S-1'-[18F]fluorocarazolol (S-(-)-4-(2-hydroxy-3-(1'-[18F]fluoroisopropyl)-aminopropoxy)carba zole, a non-subtype-selective beta-adrenoceptor antagonist) has been investigated for in vivo studies of beta-adrenoceptors. Previous results indicated that uptake of this radioligand in heart and lung can be inhibited by beta-adrenoceptor agonists and antagonists. In the present study, blocking, displacement and saturation experiments were performed in rats, in combination with metabolite analysis to investigate the suitability of this radioligand for in vivo positron emission tomography (PET) imaging and quantification of beta-adrenoceptors in the brain. The results demonstrate that, (i) the uptake of S-1'-[18F]fluorocarazolol reflects specific binding to beta-adrenoceptors, (ii) binding of S-1'-[18F]fluorocarazolol to atypical or non-beta-adrenergic sites is negligible, (iii) uptake of radioactive metabolites in the brain is less than 25% of total radioactivity, 60 min after injection, (iv) in vivo measurements of receptor densities (Bmax) in cortex, cerebellum, heart, lung and erythrocytes are within range of densities determined from in vitro assays, (v) binding of S-1'-[18F]fluorocarazolol can be displaced. In conclusion, S-1'-[18F]fluorocarazolol seems to possess the appropriate characteristics to visualize and quantify beta-adrenoceptors in vivo in the central nervous system using PET.

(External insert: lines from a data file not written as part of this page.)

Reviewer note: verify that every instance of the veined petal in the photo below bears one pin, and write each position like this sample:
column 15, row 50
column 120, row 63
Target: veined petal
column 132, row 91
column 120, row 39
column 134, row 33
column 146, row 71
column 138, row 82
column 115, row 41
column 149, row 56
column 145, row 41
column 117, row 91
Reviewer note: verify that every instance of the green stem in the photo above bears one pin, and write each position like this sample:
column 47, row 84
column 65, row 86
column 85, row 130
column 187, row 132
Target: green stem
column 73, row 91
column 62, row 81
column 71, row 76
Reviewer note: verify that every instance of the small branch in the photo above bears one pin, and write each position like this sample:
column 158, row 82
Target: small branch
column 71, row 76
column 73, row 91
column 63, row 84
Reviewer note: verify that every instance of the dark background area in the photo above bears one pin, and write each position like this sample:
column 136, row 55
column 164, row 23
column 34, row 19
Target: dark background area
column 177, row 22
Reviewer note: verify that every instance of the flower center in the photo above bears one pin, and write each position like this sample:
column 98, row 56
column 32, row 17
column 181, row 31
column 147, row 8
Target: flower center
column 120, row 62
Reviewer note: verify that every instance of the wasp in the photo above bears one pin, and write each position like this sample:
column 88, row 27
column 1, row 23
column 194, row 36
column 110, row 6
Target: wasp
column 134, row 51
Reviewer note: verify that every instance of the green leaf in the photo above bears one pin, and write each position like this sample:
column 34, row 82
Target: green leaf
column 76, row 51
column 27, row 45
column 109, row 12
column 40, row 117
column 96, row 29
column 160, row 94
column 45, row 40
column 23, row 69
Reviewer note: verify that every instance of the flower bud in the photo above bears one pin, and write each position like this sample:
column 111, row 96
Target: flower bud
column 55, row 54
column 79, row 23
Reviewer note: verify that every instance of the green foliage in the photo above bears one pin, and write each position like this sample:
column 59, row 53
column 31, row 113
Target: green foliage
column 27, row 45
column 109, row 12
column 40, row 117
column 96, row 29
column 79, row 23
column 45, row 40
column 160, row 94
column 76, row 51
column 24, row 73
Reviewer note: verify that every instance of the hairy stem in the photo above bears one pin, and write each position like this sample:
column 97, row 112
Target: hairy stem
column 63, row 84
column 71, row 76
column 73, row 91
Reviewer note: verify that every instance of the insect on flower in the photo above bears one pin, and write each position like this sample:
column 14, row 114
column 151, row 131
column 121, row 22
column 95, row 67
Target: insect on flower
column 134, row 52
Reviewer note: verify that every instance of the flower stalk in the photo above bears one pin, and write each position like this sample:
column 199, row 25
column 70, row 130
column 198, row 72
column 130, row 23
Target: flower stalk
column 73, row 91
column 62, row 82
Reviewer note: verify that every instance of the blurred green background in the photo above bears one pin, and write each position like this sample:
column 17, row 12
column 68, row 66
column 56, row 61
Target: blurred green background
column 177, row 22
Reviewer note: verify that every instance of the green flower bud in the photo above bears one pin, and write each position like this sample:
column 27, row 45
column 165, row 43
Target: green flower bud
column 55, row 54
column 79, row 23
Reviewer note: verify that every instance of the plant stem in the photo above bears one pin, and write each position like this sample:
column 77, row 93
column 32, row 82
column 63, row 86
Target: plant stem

Quantification of the beta-adrenoceptor ligand S-1'-[18F]fluorocarazolol in plasma of humans, rats and sheep.

Myocardial and pulmonary beta-adrenoceptors can be imaged with 2-(S)-(-)-(9H-carbazol-4-yl-oxy)-3-[1-(fluoromethyl)ethyl]amino-2- propanol (S-1'-[18F]fluorocarazolol, I). Quantification of unmodified fluorocarazolol in plasma is necessary for analysis of PET images in terms of receptor densities. We have determined I and its radioactive metabolites in rat, sheep and human plasma, using (1) solid-phase extraction (C18) followed by reversed-phase HPLC and (2) direct injection of untreated plasma samples on an internal-surface reversed-phase (ISRP) column. The two methods were in good agreement. Unmodified I decreased from over 99% initially to less than 5%, 5-10% and 20% at 60 min post-injection in rats, sheep and human volunteers, respectively. Protein binding in sheep and human plasma was determined by ultrafiltration. The fraction of total plasma radioactivity bound to protein and the fraction representing unmodified radioligand were linearly correlated, suggesting that fluorocarazolol was more than 70% protein-bound, whereas its metabolites showed negligible protein binding. Direct injection of plasma on an ISRP column seems a convenient method for quantification of lipophilic radioligands such as fluorocarazolol.